Entre 2004 e 2010, a Cosmorama editou mais de cem livros, entre os quais se destacam: «Bela adormecida» [2006], de Miriam Reyes; «Saudade Minha [poesias escolhidas]» [2007], de Guilherme de Faria; «Horizonte a Ocidente» [2007], de António Ramos Rosa; «Estende a mão ao milagre» [2008], de Hilde Domin; «Dominga» [2008], de Agustina Bessa-Luís; «Folclore íntimo» [2008], de Valter Hugo Mãe [2008]; «Pensamentos e Máximas» [2010], de Teixeira de Pascoaes; e «S. Francisco de Assis: visão franciscana da vida» [2010], de Leonardo Coimbra.

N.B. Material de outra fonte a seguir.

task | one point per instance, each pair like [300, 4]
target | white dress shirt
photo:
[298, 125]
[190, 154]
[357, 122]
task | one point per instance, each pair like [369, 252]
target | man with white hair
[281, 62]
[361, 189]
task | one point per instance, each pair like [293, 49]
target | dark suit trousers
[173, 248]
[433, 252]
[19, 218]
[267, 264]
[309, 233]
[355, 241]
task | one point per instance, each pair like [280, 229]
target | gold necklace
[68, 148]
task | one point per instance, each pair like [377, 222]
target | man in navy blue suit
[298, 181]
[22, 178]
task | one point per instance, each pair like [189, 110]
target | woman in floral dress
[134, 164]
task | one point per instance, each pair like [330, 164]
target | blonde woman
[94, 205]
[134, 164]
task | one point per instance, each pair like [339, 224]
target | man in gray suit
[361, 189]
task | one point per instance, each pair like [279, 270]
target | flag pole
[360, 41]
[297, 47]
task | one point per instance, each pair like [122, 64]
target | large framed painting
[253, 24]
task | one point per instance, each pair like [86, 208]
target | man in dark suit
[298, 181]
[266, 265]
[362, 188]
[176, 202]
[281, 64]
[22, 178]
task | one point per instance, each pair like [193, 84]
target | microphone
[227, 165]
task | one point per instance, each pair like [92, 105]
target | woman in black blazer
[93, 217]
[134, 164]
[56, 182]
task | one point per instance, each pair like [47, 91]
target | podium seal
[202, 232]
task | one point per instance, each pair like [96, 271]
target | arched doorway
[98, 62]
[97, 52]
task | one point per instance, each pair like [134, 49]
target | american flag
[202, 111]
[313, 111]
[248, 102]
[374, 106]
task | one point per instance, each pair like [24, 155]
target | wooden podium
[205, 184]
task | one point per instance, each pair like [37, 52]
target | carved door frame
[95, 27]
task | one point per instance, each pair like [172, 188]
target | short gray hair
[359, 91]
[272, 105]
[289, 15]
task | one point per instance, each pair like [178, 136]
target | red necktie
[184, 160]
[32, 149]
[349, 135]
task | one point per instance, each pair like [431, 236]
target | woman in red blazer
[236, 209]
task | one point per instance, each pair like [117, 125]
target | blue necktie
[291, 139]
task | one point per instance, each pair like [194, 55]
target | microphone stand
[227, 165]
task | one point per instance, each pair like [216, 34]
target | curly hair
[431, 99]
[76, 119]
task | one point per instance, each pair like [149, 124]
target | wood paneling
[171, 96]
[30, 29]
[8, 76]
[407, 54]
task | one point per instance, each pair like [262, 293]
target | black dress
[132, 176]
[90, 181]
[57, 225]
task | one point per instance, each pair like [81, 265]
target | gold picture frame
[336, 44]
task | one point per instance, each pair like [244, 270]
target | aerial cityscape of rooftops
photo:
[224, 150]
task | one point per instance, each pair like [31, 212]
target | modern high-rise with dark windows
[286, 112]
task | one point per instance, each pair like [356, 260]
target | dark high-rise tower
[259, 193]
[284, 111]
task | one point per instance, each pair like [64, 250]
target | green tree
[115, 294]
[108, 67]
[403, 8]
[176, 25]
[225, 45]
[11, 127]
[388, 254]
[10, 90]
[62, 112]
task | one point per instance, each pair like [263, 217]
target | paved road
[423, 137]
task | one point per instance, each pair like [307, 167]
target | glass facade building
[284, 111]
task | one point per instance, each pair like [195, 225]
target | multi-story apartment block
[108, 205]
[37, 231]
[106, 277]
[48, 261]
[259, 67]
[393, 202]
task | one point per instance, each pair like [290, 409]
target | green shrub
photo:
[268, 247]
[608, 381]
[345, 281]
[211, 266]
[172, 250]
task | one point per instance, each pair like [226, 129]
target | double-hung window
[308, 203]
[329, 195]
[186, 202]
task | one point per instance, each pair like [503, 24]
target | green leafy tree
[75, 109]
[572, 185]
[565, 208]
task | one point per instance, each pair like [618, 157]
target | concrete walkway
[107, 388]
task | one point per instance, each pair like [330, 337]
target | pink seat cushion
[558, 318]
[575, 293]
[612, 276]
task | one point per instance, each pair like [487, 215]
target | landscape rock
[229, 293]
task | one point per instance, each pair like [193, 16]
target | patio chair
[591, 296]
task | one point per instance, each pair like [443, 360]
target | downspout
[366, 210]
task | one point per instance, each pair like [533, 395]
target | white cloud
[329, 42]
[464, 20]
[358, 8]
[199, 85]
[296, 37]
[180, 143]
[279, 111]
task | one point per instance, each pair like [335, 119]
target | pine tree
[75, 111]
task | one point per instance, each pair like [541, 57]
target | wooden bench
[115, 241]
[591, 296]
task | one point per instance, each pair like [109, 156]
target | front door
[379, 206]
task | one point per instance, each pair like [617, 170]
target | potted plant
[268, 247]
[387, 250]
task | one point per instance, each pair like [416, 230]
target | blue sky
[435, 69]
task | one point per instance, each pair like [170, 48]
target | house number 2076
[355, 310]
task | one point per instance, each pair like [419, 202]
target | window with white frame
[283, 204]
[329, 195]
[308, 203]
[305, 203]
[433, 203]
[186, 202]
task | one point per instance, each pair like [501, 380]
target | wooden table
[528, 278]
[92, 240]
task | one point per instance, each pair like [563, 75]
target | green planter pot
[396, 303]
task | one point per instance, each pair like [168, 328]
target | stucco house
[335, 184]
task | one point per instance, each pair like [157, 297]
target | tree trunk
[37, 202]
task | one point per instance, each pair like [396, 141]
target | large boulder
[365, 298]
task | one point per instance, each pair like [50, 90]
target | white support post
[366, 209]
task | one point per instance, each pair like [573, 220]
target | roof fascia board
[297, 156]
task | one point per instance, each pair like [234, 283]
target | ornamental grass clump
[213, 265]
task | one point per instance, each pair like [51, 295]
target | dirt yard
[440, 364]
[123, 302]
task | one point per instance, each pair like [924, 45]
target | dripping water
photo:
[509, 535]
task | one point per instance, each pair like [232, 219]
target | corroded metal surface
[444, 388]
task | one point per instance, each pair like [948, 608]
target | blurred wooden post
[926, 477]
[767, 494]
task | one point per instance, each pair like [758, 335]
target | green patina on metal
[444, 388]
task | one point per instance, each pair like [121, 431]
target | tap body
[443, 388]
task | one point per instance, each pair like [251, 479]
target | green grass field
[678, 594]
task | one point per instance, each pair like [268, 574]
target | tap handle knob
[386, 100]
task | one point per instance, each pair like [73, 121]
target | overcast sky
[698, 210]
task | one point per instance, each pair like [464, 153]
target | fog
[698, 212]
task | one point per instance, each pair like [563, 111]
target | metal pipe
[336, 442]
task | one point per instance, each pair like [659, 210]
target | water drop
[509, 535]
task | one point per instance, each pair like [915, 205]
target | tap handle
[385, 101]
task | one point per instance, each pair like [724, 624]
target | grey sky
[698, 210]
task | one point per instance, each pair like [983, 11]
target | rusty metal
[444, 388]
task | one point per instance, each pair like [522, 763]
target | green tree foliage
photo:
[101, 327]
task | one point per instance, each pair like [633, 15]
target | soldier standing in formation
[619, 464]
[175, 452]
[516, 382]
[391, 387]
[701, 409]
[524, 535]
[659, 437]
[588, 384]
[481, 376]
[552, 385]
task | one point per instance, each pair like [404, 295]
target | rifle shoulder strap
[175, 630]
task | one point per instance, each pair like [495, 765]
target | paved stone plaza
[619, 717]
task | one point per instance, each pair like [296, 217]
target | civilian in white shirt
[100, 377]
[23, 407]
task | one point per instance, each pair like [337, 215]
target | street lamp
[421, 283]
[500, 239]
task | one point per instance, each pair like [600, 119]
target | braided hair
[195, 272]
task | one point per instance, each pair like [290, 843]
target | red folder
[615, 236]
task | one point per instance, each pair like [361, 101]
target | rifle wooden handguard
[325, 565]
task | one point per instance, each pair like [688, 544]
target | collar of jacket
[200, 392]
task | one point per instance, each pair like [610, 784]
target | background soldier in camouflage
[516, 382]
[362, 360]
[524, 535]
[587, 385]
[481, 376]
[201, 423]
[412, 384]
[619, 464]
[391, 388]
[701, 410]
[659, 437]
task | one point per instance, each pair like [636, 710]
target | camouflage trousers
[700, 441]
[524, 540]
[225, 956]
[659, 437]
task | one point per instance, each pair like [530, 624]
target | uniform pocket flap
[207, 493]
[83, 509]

O projeto foi reinventado em 2013. Publicou, desde então, mais de vinte livros. Entre as publicações no âmbito dos estudos humanísticos, destacam-se: «Duma só coisa quis saber» [2013], de Leonel Oliveira; «A experiência mística na obra de Dalila Pereira da Costa» [2013], de Joaquim Teixeira; «Antropologia e estética no pensamento português» [1850-1960] [2016], de José Acácio Castro; e duas dissertações de doutoramento: «Vida e Obra de Guilherme de Faria. Os versos de luz por escrever» [2013], de José Rui Teixeira, e «Adolfo Casais Monteiro e a doutrina estética da Presença» [2016], de Fernando de Castro Branco. Entre os livros de poesia, destacam-se: «Margens» [2015], de Hugo Mujica; «Hybris» [2015], de Jorge Melícias; «Poesia [1926-1929]» [2016], de António Pedro; «Constelações no azul magoado» [2017], de Joaquim de Araújo; «A margem de um livro» [2017], de Rui Nunes; «Espelho negro» [2017], de Miriam Reyes; «Arte e fuga» [2017], de María Negroni; e «Experiência Butoh» [2017], de Daniela Camacho.